Entre outras exigências, as organizações indígenas querem
que os governos nacionais considerem a demarcação e a proteção de territórios
indígenas como política climática fundamental, implementem planos de adaptação
baseados em saberes tradicionais, garantam acesso direto e proporcional ao
financiamento climático para organizações e territórios indígenas e ponham fim
às explorações minerais e de combustíveis fósseis em seus territórios.
Falsas soluções climáticas
Na mira de outros movimentos também se encontram as chamadas
“falsas soluções climáticas”, representadas por programas, projetos e
instrumentos que partem de lógicas de mercado por vias como a da financeirização da natureza e de iniciativas
“sustentáveis” como o mercado de carbono – impostas aos territórios por
governos e grandes corporações.
O entendimento geral é que, sem diálogo e reconhecimento de
direitos dos povos e comunidades, as desigualdades de acesso a bens essenciais,
como terra e água, e os conflitos históricos nos territórios tendem a se
agravar.
Os movimentos, porém, não trazem apenas críticas. As falas
assertivas contra o modelo de desenvolvimento vigente são acompanhadas de
respostas concretas a problemas tratados como insolúveis por grande parte dos
setores da sociedade brasileira.
Ayala Ferreira, liderança nacional do MST,
relata as experiências do movimento na produção de alimentos saudáveis que são
hoje referência no mundo, como o arroz agroecológico.
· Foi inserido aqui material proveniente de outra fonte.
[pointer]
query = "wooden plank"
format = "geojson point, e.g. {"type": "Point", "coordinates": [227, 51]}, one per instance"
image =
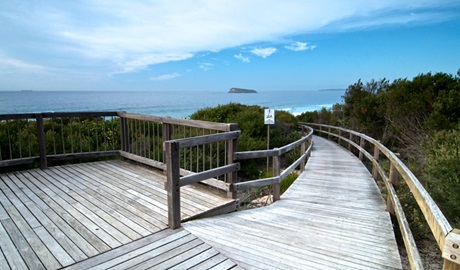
{"type": "Point", "coordinates": [196, 259]}
{"type": "Point", "coordinates": [211, 262]}
{"type": "Point", "coordinates": [71, 215]}
{"type": "Point", "coordinates": [147, 252]}
{"type": "Point", "coordinates": [178, 254]}
{"type": "Point", "coordinates": [9, 250]}
{"type": "Point", "coordinates": [21, 244]}
{"type": "Point", "coordinates": [120, 198]}
{"type": "Point", "coordinates": [123, 250]}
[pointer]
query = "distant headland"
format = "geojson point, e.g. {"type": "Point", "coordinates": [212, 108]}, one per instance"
{"type": "Point", "coordinates": [235, 90]}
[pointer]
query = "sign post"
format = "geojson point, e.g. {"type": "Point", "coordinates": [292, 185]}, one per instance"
{"type": "Point", "coordinates": [269, 119]}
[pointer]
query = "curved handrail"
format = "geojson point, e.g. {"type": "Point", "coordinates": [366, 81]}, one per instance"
{"type": "Point", "coordinates": [448, 239]}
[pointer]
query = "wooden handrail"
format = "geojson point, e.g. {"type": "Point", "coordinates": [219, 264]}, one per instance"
{"type": "Point", "coordinates": [175, 181]}
{"type": "Point", "coordinates": [448, 239]}
{"type": "Point", "coordinates": [276, 154]}
{"type": "Point", "coordinates": [39, 137]}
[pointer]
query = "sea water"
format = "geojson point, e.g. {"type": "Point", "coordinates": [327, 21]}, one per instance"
{"type": "Point", "coordinates": [177, 104]}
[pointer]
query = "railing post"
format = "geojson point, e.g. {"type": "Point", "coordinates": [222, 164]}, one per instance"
{"type": "Point", "coordinates": [302, 151]}
{"type": "Point", "coordinates": [41, 141]}
{"type": "Point", "coordinates": [361, 145]}
{"type": "Point", "coordinates": [340, 137]}
{"type": "Point", "coordinates": [276, 172]}
{"type": "Point", "coordinates": [375, 161]}
{"type": "Point", "coordinates": [350, 139]}
{"type": "Point", "coordinates": [451, 251]}
{"type": "Point", "coordinates": [166, 137]}
{"type": "Point", "coordinates": [232, 148]}
{"type": "Point", "coordinates": [124, 134]}
{"type": "Point", "coordinates": [172, 183]}
{"type": "Point", "coordinates": [394, 180]}
{"type": "Point", "coordinates": [310, 142]}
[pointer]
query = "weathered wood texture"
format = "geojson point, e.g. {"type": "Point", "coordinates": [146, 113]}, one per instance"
{"type": "Point", "coordinates": [63, 215]}
{"type": "Point", "coordinates": [168, 249]}
{"type": "Point", "coordinates": [332, 217]}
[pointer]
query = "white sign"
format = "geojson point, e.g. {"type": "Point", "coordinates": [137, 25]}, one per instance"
{"type": "Point", "coordinates": [269, 117]}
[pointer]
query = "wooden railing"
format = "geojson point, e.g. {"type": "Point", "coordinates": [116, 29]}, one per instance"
{"type": "Point", "coordinates": [196, 150]}
{"type": "Point", "coordinates": [143, 139]}
{"type": "Point", "coordinates": [175, 181]}
{"type": "Point", "coordinates": [305, 145]}
{"type": "Point", "coordinates": [41, 137]}
{"type": "Point", "coordinates": [448, 239]}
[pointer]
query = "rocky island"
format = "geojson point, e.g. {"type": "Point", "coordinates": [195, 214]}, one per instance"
{"type": "Point", "coordinates": [235, 90]}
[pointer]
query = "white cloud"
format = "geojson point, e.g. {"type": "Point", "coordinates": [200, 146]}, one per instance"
{"type": "Point", "coordinates": [165, 77]}
{"type": "Point", "coordinates": [242, 58]}
{"type": "Point", "coordinates": [265, 52]}
{"type": "Point", "coordinates": [19, 65]}
{"type": "Point", "coordinates": [128, 36]}
{"type": "Point", "coordinates": [300, 46]}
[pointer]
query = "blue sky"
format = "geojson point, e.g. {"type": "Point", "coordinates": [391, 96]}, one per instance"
{"type": "Point", "coordinates": [214, 45]}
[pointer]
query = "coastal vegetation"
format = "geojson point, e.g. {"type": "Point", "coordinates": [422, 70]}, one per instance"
{"type": "Point", "coordinates": [250, 120]}
{"type": "Point", "coordinates": [417, 118]}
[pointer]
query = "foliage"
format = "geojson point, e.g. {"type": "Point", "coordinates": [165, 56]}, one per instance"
{"type": "Point", "coordinates": [287, 182]}
{"type": "Point", "coordinates": [443, 172]}
{"type": "Point", "coordinates": [417, 118]}
{"type": "Point", "coordinates": [18, 138]}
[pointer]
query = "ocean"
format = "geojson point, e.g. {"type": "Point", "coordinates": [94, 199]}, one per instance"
{"type": "Point", "coordinates": [176, 104]}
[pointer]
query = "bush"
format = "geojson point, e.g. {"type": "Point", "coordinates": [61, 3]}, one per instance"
{"type": "Point", "coordinates": [443, 172]}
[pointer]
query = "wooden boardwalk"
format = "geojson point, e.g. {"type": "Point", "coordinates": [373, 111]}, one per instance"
{"type": "Point", "coordinates": [63, 215]}
{"type": "Point", "coordinates": [332, 217]}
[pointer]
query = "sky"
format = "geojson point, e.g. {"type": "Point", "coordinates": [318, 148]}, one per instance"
{"type": "Point", "coordinates": [214, 45]}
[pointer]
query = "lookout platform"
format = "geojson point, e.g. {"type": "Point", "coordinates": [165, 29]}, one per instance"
{"type": "Point", "coordinates": [64, 215]}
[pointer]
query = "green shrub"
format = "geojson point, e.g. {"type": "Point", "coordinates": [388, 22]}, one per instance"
{"type": "Point", "coordinates": [443, 172]}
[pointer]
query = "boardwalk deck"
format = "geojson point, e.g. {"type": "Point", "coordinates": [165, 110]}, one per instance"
{"type": "Point", "coordinates": [332, 217]}
{"type": "Point", "coordinates": [63, 215]}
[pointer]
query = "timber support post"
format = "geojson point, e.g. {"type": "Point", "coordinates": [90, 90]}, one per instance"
{"type": "Point", "coordinates": [124, 134]}
{"type": "Point", "coordinates": [276, 172]}
{"type": "Point", "coordinates": [302, 151]}
{"type": "Point", "coordinates": [394, 180]}
{"type": "Point", "coordinates": [232, 148]}
{"type": "Point", "coordinates": [41, 141]}
{"type": "Point", "coordinates": [361, 146]}
{"type": "Point", "coordinates": [451, 251]}
{"type": "Point", "coordinates": [375, 161]}
{"type": "Point", "coordinates": [172, 183]}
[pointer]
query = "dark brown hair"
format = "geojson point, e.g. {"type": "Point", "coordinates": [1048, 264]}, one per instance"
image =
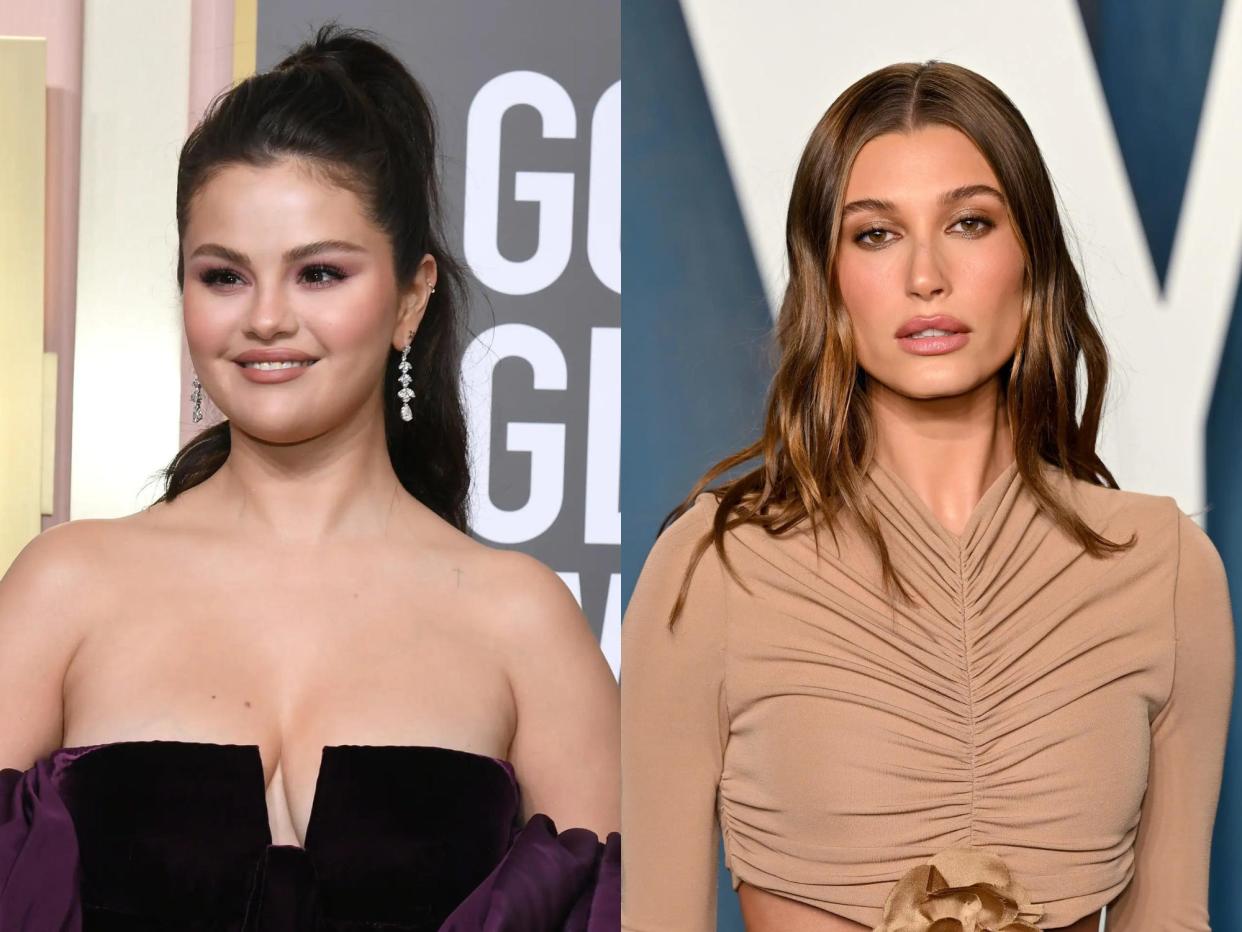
{"type": "Point", "coordinates": [347, 108]}
{"type": "Point", "coordinates": [819, 439]}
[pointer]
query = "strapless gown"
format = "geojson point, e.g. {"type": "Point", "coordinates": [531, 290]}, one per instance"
{"type": "Point", "coordinates": [174, 835]}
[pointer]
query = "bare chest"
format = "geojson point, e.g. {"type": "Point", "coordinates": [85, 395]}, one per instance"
{"type": "Point", "coordinates": [290, 655]}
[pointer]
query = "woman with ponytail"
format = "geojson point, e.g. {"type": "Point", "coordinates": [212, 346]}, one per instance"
{"type": "Point", "coordinates": [294, 694]}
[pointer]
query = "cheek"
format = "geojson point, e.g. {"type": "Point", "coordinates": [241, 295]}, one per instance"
{"type": "Point", "coordinates": [350, 319]}
{"type": "Point", "coordinates": [208, 319]}
{"type": "Point", "coordinates": [867, 288]}
{"type": "Point", "coordinates": [991, 282]}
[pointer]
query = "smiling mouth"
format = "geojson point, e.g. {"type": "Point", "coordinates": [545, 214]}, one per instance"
{"type": "Point", "coordinates": [281, 364]}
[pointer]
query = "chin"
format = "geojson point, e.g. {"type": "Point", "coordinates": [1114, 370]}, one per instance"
{"type": "Point", "coordinates": [282, 430]}
{"type": "Point", "coordinates": [943, 385]}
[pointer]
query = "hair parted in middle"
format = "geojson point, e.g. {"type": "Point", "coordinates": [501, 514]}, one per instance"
{"type": "Point", "coordinates": [819, 439]}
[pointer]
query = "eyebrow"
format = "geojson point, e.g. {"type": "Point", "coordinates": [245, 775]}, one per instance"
{"type": "Point", "coordinates": [966, 190]}
{"type": "Point", "coordinates": [293, 255]}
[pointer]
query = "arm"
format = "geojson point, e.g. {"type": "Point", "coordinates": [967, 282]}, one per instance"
{"type": "Point", "coordinates": [565, 747]}
{"type": "Point", "coordinates": [1169, 889]}
{"type": "Point", "coordinates": [673, 727]}
{"type": "Point", "coordinates": [41, 605]}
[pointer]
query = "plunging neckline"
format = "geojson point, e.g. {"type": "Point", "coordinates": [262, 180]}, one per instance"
{"type": "Point", "coordinates": [78, 749]}
{"type": "Point", "coordinates": [984, 508]}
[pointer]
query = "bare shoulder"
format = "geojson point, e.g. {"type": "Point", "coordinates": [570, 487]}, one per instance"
{"type": "Point", "coordinates": [62, 559]}
{"type": "Point", "coordinates": [528, 598]}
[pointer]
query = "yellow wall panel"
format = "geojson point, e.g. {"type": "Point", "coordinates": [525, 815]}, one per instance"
{"type": "Point", "coordinates": [127, 369]}
{"type": "Point", "coordinates": [22, 133]}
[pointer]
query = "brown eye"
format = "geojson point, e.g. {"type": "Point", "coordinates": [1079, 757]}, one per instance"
{"type": "Point", "coordinates": [871, 236]}
{"type": "Point", "coordinates": [337, 275]}
{"type": "Point", "coordinates": [975, 225]}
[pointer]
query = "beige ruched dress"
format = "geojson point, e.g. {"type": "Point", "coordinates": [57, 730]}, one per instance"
{"type": "Point", "coordinates": [1063, 713]}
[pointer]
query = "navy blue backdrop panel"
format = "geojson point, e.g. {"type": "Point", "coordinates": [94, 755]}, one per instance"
{"type": "Point", "coordinates": [697, 326]}
{"type": "Point", "coordinates": [694, 339]}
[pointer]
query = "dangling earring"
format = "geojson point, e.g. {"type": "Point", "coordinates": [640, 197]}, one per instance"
{"type": "Point", "coordinates": [405, 393]}
{"type": "Point", "coordinates": [196, 398]}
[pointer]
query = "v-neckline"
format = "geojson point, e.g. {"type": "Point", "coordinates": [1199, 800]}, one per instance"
{"type": "Point", "coordinates": [256, 751]}
{"type": "Point", "coordinates": [984, 507]}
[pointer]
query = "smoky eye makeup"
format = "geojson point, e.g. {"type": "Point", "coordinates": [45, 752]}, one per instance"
{"type": "Point", "coordinates": [318, 276]}
{"type": "Point", "coordinates": [872, 235]}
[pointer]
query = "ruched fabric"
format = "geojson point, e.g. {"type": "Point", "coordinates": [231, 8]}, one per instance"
{"type": "Point", "coordinates": [163, 834]}
{"type": "Point", "coordinates": [1036, 705]}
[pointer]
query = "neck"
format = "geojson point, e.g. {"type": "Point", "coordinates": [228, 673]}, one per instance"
{"type": "Point", "coordinates": [948, 450]}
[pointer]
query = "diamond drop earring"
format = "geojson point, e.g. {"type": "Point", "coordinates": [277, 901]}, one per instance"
{"type": "Point", "coordinates": [196, 398]}
{"type": "Point", "coordinates": [405, 393]}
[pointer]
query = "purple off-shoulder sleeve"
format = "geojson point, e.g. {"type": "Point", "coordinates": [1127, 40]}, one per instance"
{"type": "Point", "coordinates": [39, 855]}
{"type": "Point", "coordinates": [548, 882]}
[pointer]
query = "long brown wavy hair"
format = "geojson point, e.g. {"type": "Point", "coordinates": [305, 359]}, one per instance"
{"type": "Point", "coordinates": [819, 438]}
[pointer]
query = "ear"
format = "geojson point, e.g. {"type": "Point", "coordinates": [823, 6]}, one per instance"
{"type": "Point", "coordinates": [414, 301]}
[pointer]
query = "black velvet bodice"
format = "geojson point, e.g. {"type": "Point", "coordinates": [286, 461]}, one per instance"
{"type": "Point", "coordinates": [175, 835]}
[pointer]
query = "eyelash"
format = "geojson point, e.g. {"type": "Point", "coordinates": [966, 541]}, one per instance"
{"type": "Point", "coordinates": [211, 276]}
{"type": "Point", "coordinates": [860, 237]}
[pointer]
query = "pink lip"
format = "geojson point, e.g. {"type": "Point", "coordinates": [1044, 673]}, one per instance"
{"type": "Point", "coordinates": [933, 346]}
{"type": "Point", "coordinates": [270, 375]}
{"type": "Point", "coordinates": [272, 354]}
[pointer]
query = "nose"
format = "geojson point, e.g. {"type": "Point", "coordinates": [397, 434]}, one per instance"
{"type": "Point", "coordinates": [270, 315]}
{"type": "Point", "coordinates": [927, 277]}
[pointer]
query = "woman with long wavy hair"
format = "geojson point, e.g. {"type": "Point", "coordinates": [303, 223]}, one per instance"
{"type": "Point", "coordinates": [294, 694]}
{"type": "Point", "coordinates": [923, 665]}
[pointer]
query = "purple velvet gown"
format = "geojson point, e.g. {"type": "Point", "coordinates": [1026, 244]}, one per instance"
{"type": "Point", "coordinates": [174, 835]}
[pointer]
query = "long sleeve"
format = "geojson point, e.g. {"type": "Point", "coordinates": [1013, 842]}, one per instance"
{"type": "Point", "coordinates": [673, 727]}
{"type": "Point", "coordinates": [1169, 889]}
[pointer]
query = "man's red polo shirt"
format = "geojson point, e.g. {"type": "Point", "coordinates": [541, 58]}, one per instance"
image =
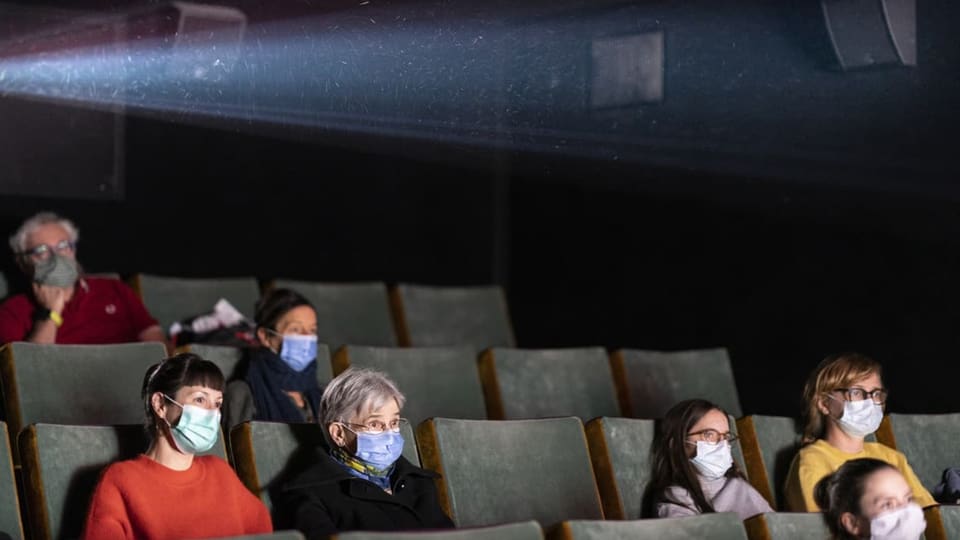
{"type": "Point", "coordinates": [101, 311]}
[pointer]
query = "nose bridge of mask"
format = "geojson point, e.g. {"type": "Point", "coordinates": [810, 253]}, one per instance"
{"type": "Point", "coordinates": [56, 270]}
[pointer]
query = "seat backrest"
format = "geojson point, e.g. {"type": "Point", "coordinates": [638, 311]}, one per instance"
{"type": "Point", "coordinates": [787, 526]}
{"type": "Point", "coordinates": [451, 316]}
{"type": "Point", "coordinates": [769, 444]}
{"type": "Point", "coordinates": [525, 530]}
{"type": "Point", "coordinates": [650, 382]}
{"type": "Point", "coordinates": [928, 440]}
{"type": "Point", "coordinates": [435, 381]}
{"type": "Point", "coordinates": [523, 383]}
{"type": "Point", "coordinates": [943, 522]}
{"type": "Point", "coordinates": [75, 384]}
{"type": "Point", "coordinates": [348, 313]}
{"type": "Point", "coordinates": [172, 299]}
{"type": "Point", "coordinates": [10, 524]}
{"type": "Point", "coordinates": [620, 451]}
{"type": "Point", "coordinates": [267, 454]}
{"type": "Point", "coordinates": [227, 359]}
{"type": "Point", "coordinates": [720, 526]}
{"type": "Point", "coordinates": [61, 467]}
{"type": "Point", "coordinates": [276, 535]}
{"type": "Point", "coordinates": [495, 472]}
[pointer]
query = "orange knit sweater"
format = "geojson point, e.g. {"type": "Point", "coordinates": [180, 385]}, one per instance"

A expectativa do MST é
que, em breve, a transição para a agroecologia alcance o café e o cacau.
Além disso, o movimento tem investido em parcerias
internacionais para adquirir e produzir máquinas que buscam ampliar a escala da
produção do arroz, com produtividade do trabalho e do menor sofrimento de agricultores familiares e camponeses em
atividades fisicamente extenuantes. Um exemplo disso será a adaptação de
colheitadeiras de arroz para a realidade de Açailândia, região de
baixada alagada no Maranhão, graças à parceria com parques
tecnológicos da China. A ideia é que elas realizem em dois ou três
dias o trabalho humano que, atualmente, demanda mais de um mês para colher
cerca de um hectare de arroz.
Com potencial de solução para velhos problemas urbanos e
rurais brasileiros, outra iniciativa do MST é a pesquisa para
acelerar o tempo e aumentar a escala de produção de adubo orgânico, com base em
novas tecnologias de tratamento do lixo.
Desenvolvida em colaboração com a Universidade de
Brasília (UnB), a inovação usa elementos próprios dos
ecossistemas brasileiros para permitir que grandes quantidades de resíduos,
como os produzidos por uma cidade como Belém, sejam transformados em adubo
orgânico em cerca de sete dias. Em outras circunstâncias, quantidades
inferiores de resíduo levariam em média seis meses para virarem adubo.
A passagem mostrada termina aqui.